Can Atosiban be continued 48 hours after the shot?

Atosiban is usually continued for 45-48 hours, with continued use not recommended after 48 hours. Atosiban is an antagonist of oxytocin, which is a synthetic peptide, applied to preterm labor, it can inhibit uterine contractions, make the uterus quiet, and be used to delay the occurrence of preterm labor in patients with a tendency to preterm labor, and the clinical use of atosiban is generally continued for 45-48 hours, and it is not recommended to continue to use it after 48 hours.

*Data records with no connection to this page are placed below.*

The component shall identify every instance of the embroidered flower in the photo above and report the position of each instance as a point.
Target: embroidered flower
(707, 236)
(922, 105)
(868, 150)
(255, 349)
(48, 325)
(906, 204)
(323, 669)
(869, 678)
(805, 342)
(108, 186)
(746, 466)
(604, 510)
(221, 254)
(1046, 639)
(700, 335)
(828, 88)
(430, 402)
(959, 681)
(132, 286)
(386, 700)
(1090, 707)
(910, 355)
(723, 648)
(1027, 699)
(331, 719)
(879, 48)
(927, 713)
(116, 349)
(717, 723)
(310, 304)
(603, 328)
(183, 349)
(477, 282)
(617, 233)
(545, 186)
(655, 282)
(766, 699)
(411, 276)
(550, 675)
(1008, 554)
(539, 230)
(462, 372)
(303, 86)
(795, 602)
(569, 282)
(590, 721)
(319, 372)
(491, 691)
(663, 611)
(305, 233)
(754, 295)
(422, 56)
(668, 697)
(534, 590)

Atosiban is a prescription drug, which must be prescribed by a doctor and used in strict compliance with the doctor’s instructions. It must be used by a doctor who has experience in treating preterm labor and must not be used arbitrarily on its own; uterine contractions and fetal heart rate should be monitored during the period of Atosiban treatment; Atosiban can only be used in pregnant women over 18 years old, with a gestational age of 24-33 weeks and a normal fetal heartbeat examination. Atosiban should not be used if: gestational age is less than 24 weeks or more than 33 weeks; premature rupture of membranes greater than 30 gestational weeks; intrauterine fetal growth retardation and fetal heartbeat abnormality; antepartum uterine bleeding requiring immediate delivery; fetal demise in the uterus; suspicion of intrauterine infection; any condition in which continuation of the pregnancy is detrimental to the mother and the fetus; and a known hypersensitivity to atosiban or any of its excipients. Treatment with atosiban should not exceed 48 hours, and once the diagnosis of preterm labor has been made, treatment with the first single-dose intravenous push should be initiated as soon as possible, with intravenous drip therapy following completion of the single-dose push.